Nov 222010

Freakonomics is an interesting book. It brought back a lot of memories of projects I’ve worked on and papers and presentations I’ve seen. Some of the special bits for me are the surprising statistical results. Like: Car seats haven’t done much to save kids’ lives, but they’ve made some

Filtering Water

companies a lot of money. I’d love to have the time to sit and look for this sort of stuff, it sounds cool. And I was just vaguely citing something like this a couple of weeks ago when camping: I didn’t bother to bring my water filter. I thought about it and figured that:

  1. Parks organizations feel they need to warn people about giardia (‘Beaver Fever’) so that they don’t get sued
  2. Water filter manufacturers warn people about it so that they can make money.

The kids and I drank unfiltered water from the Ghost River all weekend with no ill effects.

But mining statistics is a funny one. Working in digital radiography and developing image processing algorithms made me think a bit differently. Radiologists are looking for unusual things in images, not necessarily the standard things; hey, look two lungs! Patients come in with all sorts of deformities, like missing fingers, legs, you name it. So an image segmentation algorithm that looks for a hand in an image by trying to identify the 5 digits may be a bit unreliable; you don’t always get to see 5 digits on an ER radiograph of a hand! And when you do – they might not present themselves in a sensible set of straight lines. Crushing trauma does a lot of crazy stuff to the phalanges. Then you have X-ray images with metal plates and other implants – but these aren’t necessarily the norm, so you need to make sure that your algorithms can deal with stuff that isn’t normal, and most of the stuff you see isn’t normal.
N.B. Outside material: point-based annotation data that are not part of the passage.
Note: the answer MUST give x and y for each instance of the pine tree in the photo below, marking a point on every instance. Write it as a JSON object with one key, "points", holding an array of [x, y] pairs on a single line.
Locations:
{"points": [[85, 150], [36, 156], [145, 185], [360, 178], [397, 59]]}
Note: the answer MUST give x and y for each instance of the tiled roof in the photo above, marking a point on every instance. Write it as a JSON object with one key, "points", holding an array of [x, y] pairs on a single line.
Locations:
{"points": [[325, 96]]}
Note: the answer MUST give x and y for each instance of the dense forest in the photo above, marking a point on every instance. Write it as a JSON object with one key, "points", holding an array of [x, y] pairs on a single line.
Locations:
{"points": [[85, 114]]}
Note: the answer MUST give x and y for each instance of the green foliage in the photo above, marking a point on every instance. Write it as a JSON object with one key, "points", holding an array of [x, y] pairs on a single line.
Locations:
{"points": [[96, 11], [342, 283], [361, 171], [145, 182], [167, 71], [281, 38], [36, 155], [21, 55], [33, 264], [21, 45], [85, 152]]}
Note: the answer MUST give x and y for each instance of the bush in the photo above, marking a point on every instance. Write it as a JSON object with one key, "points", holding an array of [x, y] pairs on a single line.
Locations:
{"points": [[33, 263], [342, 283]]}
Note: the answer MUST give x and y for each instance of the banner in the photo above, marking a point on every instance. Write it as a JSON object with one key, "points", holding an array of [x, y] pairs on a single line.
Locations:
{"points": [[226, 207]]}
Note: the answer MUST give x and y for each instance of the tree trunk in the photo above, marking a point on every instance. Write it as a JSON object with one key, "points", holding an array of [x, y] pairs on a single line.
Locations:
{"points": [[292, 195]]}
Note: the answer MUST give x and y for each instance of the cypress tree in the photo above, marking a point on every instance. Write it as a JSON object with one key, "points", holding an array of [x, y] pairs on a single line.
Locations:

After all, that’s why these people are getting X-rays taken!  What about the few dead pixels in a CCD that you might encounter.   Suppose it’s 5 out of 16 million pixels that are bad.  Statistically insignificant.  But important because they distract the reader from the real pathology – a human eye will pick out the flaw immediately.

Similarly, if I had been the one who got sick with beaver fever after drinking water from the Ghost River, I probably wouldn’t care so much about how unlikely it was.

 Posted by at 10:27 pm

  2 Responses to “Freakonomics”

  1. Interesting points about data mining, indeed.
    But i wouldn’t use the Freakonomics books as a positive illustration here as they are the worst example of how you can get rich (they sold millions of copies) if you can tell a good story and don’t let ethics stand in the way. I thought they were just sloppy and sensationalist after reading through Freakonomics but i found out they are intellectually dishonest as well after reading through SuperFreakonomics.

  2. Perhaps the Freakonomics team have fallen victim to their own warnings about incentives and their unintended consequences.